The meaning of a contract can often pose difficult questions of interpretation. The Supreme Court decision in Arnold v Britton in 2015 re-set the legal test for interpreting contracts, with the overarching theme that the wording used should be given its natural and ordinary meaning, even where this may defy commercial common sense.
We’re now seeing how the courts approach interpretation in a post-Arnold v Britton world. The recent decision of the High Court in Elmfield Road Limited v Trillium (Prime) Property GP Limited  involved its application to interpretation of a rent review clause.
The tenant claimed there was an obvious mistake in the lease
Nabarro acted for the successful landlord in the Elmfield Road case, where the court was asked to interpret provisions for an index-linked rent review in accordance with the formula set out in the lease. The tenant, Trillium, accepted that a literal construction of the formula produced the rental figure the landlord claimed. However, it argued that there was an obvious mistake in the formula which should, as a matter of construction, be corrected.
Interpretation of rent review clauses has been traditionally based on the (rebuttable) presumption that the commercial purpose of the review is to enable a landlord to obtain a market rent to reflect increases in the value of money and real increases in the value of property over a long term. The judge found the presumption applied equally to reviews by indexation as to open market reviews based on a hypothetical lease. While recognising the force of the argument that since Arnold v Britton the courts may place greater emphasis on the natural meaning of the words, but without expressing a concluded view, the Judge assumed that the presumption had not been weakened by Arnold v Britton.
On the facts of this case the Judge held that the presumption was rebutted and, applying the test in Arnold v Britton, found that the natural and ordinary meaning of the formula was as set out in the lease.
Since Arnold v Britton, the scope for challenging interpretation of a contract where clear language has been used is significantly more difficult. Rent review cases throw up their fair share of interpretation issues. Whilst the presumption of the commercial purpose of a rent review clause remains relevant, clear language which is at odds with the presumption seems likely to prevail.
Trillium entered into a reversionary lease of large office premises in Bromley in 2005. This formed part of a series of transactions, all of which completed on the same date between Trillium, the previous landlord and also between the previous landlord and the then tenant of the premises, a Government department.
The transactions delivered gains (as well as losses) to each party, including a substantially reduced rent payable by the former tenant under the previous lease.

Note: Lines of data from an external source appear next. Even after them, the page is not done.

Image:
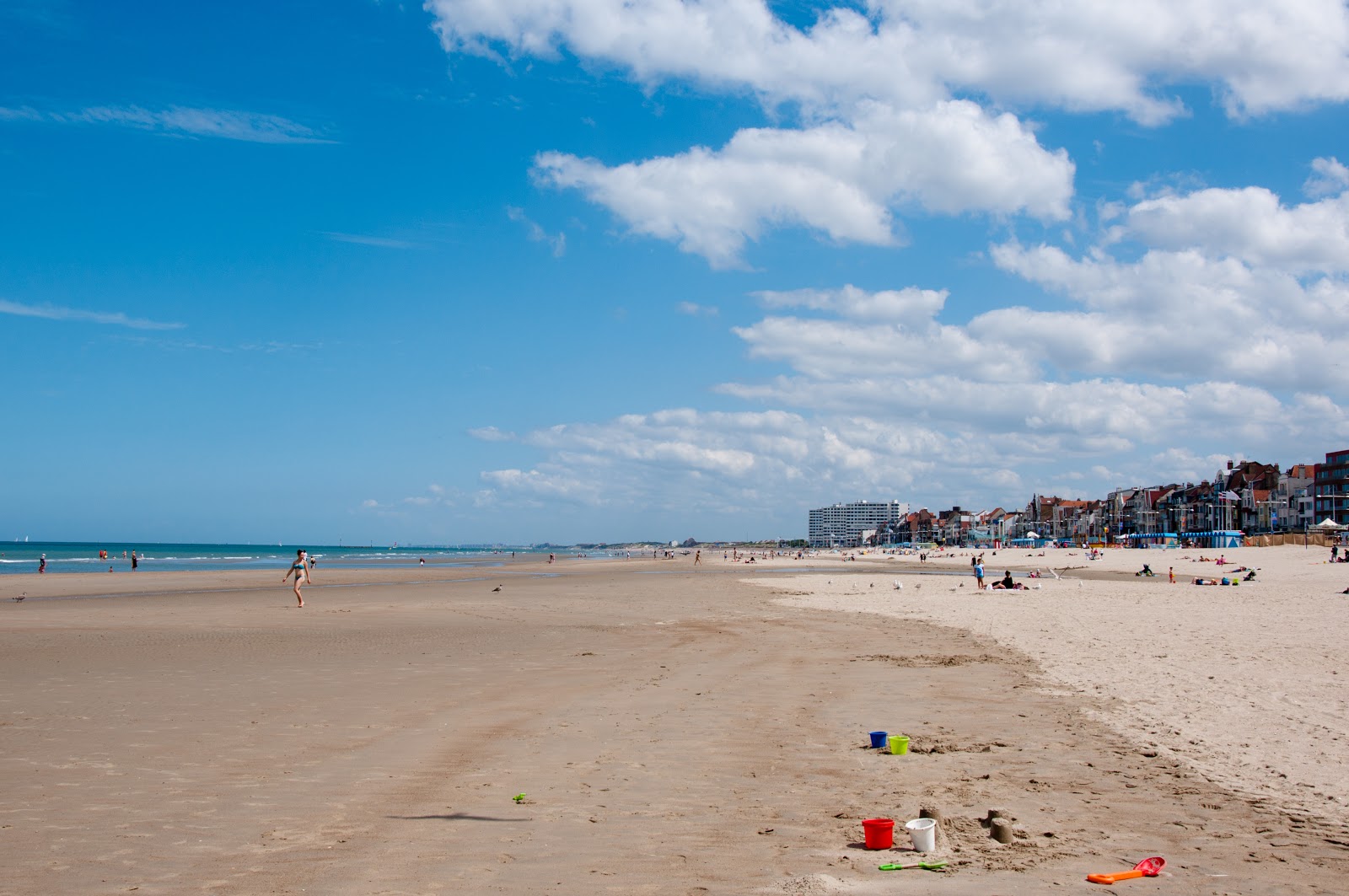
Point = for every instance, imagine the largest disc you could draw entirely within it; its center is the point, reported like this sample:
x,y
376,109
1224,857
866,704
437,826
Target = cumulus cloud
x,y
492,433
840,180
1174,348
884,99
1328,177
536,233
1089,56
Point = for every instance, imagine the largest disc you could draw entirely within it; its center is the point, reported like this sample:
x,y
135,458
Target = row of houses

This all formed part of the facts and circumstances known to the parties at the time the reversionary lease was entered into, and was relevant to the question of interpretation.
The term of the reversionary lease commenced in March 2010 and contained provisions for a day-one determination of the initial rent to the higher of three alternatives:
a) indexation in accordance with the formula in paragraph 3, schedule 1 of the lease (the Formula);
b) an open market rent determined in accordance with the third schedule of the lease; and
c) the sum of £1.2m.
The Formula provided for review of the initial rent (i.e. the 2010 rent) by reference to the increase in the index since 2005. It referred only to the reviews due in 2015 and 2020.
Trillium argued that:
the Formula was intended to do “double-duty” – i.e. to determine the initial rent in 2005 under option a) hence, it argued, a 2005 index figure was used in the Formula, as well as to calculate the rent due on subsequent reviews;
the Formula contained an obvious mistake as it did not work for calculation of the initial rent, and at rent review was indexing a 2010 rent by reference to a 2005 index figure resulting in double-counting. This was at odds with the presumption of the commercial purpose of a rent review clause;
the Formula should be construed as substituting the initial rent determined under the reversionary lease in 2010 for the 2005 rent payable before expiry of the previous lease in order to correct the mistake.
The commercial purpose of a rent review clause
Interpretation of rent review clauses has been traditionally approached on the presumption that the purpose of such a clause is to enable the landlord to obtain the market rent for the premises, if let on the open market at the review date, to reflect the changes in the value of money and real increases in the value of property during a long term (British Gas Corporation v Universities Superannuation Scheme Ltd ).
The presumption arose in a case dealing with construction of a rent review clause where rent was being determined by reference to a hypothetical lease. The judge found that the presumption was of wider application and held that there is a presumption that if the rent is index-linked the parties intend indexation to increase rent in line with inflation. However, that presumption may be rebutted and here, based on the facts of the case, he found that it was.
The judge, posing the question of whether this presumption might be regarded as weakened by Arnold v Britton, commented that he could see the force of the argument that courts today should place greater emphasis on the natural meaning of the words, but did not express a concluded view. However, he “assumed” that Arnold v Britton had made no real difference in respect of the presumption.
The Arnold v Britton test
Arnold v Britton set out a five-stage process of interpretation, which process includes looking at the overall purpose of the clause and the lease, and commercial common sense. However, the Supreme Court clearly stated that commercial common sense and surrounding circumstances should not undervalue the importance of the language used and the clearer the natural meaning the more difficult it is to justify departing from it. This suggests that where clear wording is used this should trump the presumption.
The judge applied the Arnold v Britton test
Applying the legal test in Arnold v Britton, the judge found that the natural and ordinary meaning of the Formula was as set out in the lease, there was no obvious mistake and that the tension between the Formula and the provision for determining the initial rent did not have any bearing on the natural meaning of the Formula.
Arnold v Britton has provided the metaphorical key to unlocking questions of interpretation, but as every contract is interpreted on its own words and surrounding facts and circumstances the scope for dispute will continue. Persuading a court to depart from the natural and ordinary meaning of the language where clear wording is used will require compelling evidence.